For Parts: Lunar Rover, Never Used


Why is NASA canceling VIPER?

It comes down to money and NASA science’s lack thereof.

VIPER was budgeted to cost $505 million to build and operate for 100 days on the lunar surface, including surviving multiple 14-day lunar nights. However, VIPER’s assembly was delayed due to supply chain shortages, and its ride on Astrobotic’s next-generation Griffin lunar lander was delayed at least a year to the fall of 2025. NASA estimated this would add another $104 million to the cost of the project over the next two years, money that the beleaguered Science Mission Directorate simply does not have. Agency representatives stated that, by canceling the project now, NASA will save $84 million over the next two years.

While $84 million may not seem like much for an agency with a $25 billion annual budget, the Science Mission Directorate (SMD), which funds robotic missions such as VIPER, is facing a severe budgetary shortfall. Furthermore, cost overruns are not spread evenly across the agency: the money would have to come from the Planetary Science Division, specifically from the Lunar Discovery and Exploration Program (LDEP) — VIPER’s budgetary home.

VIPER was already planned to receive $33 million in FY 2025 to wrap up development and operate the mission on the Moon. This means the cost difference of a one-year delay is $71 million, which would be spread out over two fiscal years if the launch occurred in the fall of 2025. Based on projections from NASA’s FY 2025 budget request, $20 million of this would be for operations and program closeout in FY 2026, leaving an additional $51 million necessary to continue the project in 2025.
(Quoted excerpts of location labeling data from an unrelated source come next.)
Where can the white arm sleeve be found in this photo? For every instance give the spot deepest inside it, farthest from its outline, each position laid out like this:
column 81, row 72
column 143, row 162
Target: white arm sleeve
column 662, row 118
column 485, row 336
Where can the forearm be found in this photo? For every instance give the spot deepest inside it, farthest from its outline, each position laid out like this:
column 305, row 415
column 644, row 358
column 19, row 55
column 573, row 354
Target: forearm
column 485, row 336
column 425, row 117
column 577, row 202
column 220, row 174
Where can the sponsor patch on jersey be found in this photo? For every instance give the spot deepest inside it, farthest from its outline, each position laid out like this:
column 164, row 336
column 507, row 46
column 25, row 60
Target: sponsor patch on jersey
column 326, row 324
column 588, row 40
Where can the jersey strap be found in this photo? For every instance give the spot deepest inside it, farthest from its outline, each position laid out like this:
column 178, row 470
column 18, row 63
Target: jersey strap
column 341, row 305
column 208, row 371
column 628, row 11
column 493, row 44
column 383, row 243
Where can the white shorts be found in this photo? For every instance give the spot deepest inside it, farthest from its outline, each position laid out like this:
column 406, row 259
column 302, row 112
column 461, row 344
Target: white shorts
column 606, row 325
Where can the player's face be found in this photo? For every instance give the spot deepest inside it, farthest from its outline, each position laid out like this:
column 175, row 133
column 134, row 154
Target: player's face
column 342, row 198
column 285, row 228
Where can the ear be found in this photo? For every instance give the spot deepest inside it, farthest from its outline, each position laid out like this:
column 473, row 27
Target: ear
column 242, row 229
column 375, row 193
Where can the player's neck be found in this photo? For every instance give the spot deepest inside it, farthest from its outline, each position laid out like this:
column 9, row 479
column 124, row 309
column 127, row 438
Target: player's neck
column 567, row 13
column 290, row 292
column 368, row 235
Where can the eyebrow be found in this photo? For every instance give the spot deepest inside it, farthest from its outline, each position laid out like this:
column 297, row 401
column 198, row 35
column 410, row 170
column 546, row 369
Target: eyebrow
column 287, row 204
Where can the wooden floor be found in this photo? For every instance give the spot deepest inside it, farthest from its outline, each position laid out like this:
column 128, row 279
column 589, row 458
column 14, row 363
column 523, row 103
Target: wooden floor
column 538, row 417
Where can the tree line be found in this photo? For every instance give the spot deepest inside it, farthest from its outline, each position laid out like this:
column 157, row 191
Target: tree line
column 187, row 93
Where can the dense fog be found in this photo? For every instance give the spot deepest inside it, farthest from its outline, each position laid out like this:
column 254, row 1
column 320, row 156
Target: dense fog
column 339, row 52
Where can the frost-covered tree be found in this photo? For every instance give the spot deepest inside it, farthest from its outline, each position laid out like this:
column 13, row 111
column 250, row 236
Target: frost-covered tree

From the perspective of NASA’s science leadership, however, finding $51 million in the existing budget presents some impossible choices. Within LDEP, the only significant sources of funding available for VIPER would be to reduce the politically popular Commercial Lunar Payload Services program (CLPS), cut funding to scientific instrument development for CLPS missions, or cut funds for science instrumentation for upcoming Artemis missions. None of these were deemed acceptable tradeoffs.